Complement Proteins Identify Rapidly Progressive Diabetic Kidney Disease.

INTRODUCTION

Mechanisms underlying diabetic kidney disease (DKD) progression remain incompletely understood. This study used untargeted and targeted mass spectrometry-based proteomics in 2 independent cohorts to capture rapidly progressive DKD.

METHODS

We conducted untargeted and targeted mass spectrometry on urine samples from Korean patients with type 2 diabetes and biopsy-confirmed diabetic nephropathy (SNUH-DN cohort; = 64) and a DKD subgroup of the Chronic Renal Insufficiency Cohort (CRIC-T2D; = 282), respectively. Urine proteins associated with kidney disease progression (doubling of serum creatinine, ≥ 50% decrease in estimated glomerular filtration rates [eGFRs], or progression to end-stage kidney disease[ESKD]) were identified after adjusting for eGFR, proteinuria, and other clinical variables.

RESULTS

In the SNUH-DN patients, urine proteins clustered into 2 groups, with cluster 1 exhibiting a 4.6-fold higher hazard of disease progression (95% confidence interval [CI]: 1.9-11.5) than cluster 0. Proteins in cluster 1 mapped to 10 pathways, 4 of the top 5 being complement-related.

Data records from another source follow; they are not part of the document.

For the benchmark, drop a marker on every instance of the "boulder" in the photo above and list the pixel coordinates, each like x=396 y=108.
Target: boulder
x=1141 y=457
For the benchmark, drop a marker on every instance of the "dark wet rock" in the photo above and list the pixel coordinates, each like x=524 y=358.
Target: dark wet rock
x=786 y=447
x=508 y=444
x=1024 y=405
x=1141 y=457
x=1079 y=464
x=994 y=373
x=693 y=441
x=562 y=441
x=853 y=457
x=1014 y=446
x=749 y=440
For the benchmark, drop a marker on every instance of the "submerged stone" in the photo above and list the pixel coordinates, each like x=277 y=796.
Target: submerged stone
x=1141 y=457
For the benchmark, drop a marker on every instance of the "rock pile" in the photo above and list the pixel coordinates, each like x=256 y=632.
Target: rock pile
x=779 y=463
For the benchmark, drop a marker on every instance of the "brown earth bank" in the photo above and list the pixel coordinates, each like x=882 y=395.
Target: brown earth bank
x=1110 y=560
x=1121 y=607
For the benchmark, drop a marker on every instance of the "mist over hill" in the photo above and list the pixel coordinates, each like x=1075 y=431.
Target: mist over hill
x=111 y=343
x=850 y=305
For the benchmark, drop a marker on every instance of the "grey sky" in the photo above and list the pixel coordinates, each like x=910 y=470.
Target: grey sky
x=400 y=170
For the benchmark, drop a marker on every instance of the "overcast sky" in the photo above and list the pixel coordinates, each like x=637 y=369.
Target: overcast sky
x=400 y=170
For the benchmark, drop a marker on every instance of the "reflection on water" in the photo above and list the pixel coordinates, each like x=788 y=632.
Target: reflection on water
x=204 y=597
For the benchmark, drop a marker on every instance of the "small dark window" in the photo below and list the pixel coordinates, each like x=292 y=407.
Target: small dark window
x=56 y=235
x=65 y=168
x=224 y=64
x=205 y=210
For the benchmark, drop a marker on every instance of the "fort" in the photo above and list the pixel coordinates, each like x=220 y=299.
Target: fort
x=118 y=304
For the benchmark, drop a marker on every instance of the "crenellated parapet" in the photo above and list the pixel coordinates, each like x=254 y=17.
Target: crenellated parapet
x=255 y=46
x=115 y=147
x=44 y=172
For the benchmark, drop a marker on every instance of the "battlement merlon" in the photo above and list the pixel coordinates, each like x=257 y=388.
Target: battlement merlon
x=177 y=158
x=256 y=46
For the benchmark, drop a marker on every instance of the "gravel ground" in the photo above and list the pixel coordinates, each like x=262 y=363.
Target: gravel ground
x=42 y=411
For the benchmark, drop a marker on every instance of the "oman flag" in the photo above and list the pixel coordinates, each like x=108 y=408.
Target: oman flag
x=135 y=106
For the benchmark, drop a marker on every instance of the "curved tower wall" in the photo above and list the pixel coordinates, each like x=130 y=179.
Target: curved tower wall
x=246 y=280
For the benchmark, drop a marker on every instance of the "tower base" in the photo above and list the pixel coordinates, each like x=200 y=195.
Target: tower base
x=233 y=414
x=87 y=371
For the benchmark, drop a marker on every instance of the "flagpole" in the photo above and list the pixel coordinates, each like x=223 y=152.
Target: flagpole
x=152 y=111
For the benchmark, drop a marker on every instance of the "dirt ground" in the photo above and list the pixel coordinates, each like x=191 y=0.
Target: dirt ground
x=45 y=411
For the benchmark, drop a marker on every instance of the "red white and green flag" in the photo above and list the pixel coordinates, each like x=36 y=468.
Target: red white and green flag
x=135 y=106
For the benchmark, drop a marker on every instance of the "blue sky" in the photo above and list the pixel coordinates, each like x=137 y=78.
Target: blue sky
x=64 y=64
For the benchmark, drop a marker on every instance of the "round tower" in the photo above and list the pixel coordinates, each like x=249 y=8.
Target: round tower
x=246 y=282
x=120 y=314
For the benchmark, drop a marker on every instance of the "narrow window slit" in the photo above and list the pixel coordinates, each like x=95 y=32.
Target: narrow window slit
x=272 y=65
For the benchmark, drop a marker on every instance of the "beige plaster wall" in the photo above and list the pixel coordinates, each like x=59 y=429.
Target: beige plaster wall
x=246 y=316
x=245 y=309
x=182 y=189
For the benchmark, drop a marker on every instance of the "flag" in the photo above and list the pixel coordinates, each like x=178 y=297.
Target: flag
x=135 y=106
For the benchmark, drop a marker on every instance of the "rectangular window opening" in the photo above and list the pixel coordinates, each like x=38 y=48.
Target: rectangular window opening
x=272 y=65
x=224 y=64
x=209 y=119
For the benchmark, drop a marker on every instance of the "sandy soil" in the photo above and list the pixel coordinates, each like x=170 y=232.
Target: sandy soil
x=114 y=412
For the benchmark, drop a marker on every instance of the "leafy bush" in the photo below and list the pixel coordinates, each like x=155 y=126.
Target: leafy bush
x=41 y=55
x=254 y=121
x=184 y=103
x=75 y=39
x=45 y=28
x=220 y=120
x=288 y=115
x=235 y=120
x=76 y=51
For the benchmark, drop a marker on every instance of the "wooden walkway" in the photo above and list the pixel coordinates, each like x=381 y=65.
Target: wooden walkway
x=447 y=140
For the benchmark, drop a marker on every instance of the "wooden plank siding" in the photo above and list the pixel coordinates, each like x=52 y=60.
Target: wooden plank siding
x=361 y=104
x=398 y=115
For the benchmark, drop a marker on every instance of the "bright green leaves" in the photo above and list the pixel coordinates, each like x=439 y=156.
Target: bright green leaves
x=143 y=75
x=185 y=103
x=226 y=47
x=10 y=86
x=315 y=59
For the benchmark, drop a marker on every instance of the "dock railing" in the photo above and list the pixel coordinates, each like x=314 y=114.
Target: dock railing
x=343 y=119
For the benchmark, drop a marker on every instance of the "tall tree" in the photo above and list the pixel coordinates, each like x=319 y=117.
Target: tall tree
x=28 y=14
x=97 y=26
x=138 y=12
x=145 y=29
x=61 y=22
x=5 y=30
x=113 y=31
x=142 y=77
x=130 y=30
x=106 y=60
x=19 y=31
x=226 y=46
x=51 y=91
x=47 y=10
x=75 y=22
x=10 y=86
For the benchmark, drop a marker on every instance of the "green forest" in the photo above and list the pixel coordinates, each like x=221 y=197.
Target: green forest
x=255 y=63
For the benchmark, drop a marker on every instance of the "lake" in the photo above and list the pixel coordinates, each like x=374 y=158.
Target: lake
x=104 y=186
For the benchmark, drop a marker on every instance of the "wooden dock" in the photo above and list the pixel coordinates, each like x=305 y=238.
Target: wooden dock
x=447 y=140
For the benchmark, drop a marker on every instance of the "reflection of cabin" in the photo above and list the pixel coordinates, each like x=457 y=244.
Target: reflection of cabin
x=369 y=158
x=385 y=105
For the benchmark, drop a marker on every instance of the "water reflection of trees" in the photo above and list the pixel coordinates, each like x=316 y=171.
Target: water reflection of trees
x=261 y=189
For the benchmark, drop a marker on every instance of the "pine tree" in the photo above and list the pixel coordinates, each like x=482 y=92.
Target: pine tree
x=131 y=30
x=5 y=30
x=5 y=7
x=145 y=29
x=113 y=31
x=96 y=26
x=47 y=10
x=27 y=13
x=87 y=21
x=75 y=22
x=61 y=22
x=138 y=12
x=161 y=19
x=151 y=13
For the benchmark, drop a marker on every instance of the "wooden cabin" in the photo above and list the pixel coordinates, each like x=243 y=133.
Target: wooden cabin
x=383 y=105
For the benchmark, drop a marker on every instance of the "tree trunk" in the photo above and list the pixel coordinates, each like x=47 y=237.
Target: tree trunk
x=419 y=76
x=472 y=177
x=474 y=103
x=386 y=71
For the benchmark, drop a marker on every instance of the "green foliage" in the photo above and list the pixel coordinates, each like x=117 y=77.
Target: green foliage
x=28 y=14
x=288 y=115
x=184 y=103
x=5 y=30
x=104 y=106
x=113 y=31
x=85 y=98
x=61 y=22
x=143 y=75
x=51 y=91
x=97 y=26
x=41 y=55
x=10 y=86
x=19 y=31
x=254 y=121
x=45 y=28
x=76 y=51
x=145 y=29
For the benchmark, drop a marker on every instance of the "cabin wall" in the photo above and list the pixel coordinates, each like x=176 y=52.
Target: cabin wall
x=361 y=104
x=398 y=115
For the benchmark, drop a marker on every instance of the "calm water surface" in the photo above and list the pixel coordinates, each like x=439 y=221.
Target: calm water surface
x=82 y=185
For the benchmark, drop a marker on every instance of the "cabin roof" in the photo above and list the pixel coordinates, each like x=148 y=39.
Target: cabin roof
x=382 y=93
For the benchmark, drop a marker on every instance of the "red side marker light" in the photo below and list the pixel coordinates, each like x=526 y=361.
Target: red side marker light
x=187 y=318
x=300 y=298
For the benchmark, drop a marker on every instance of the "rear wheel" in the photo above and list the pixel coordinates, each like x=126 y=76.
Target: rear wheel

A high complement score, derived from urine complement protein abundance, correlated with histopathologic features of DKD and conferred a 2.4-fold greater hazard of disease progression (95% CI: 1.0-5.4) than a low complement score. In CRIC-T2D, targeted mass spectrometry similarly confirmed that complement score stratified patients into rapid and slow DKD progression groups. In both cohorts, complement score exhibited a linear association with disease progression.

CONCLUSION

The strong association between complement activation and rapid DKD progression highlights the need to explore complement inhibition as a potential therapeutic strategy for DKD.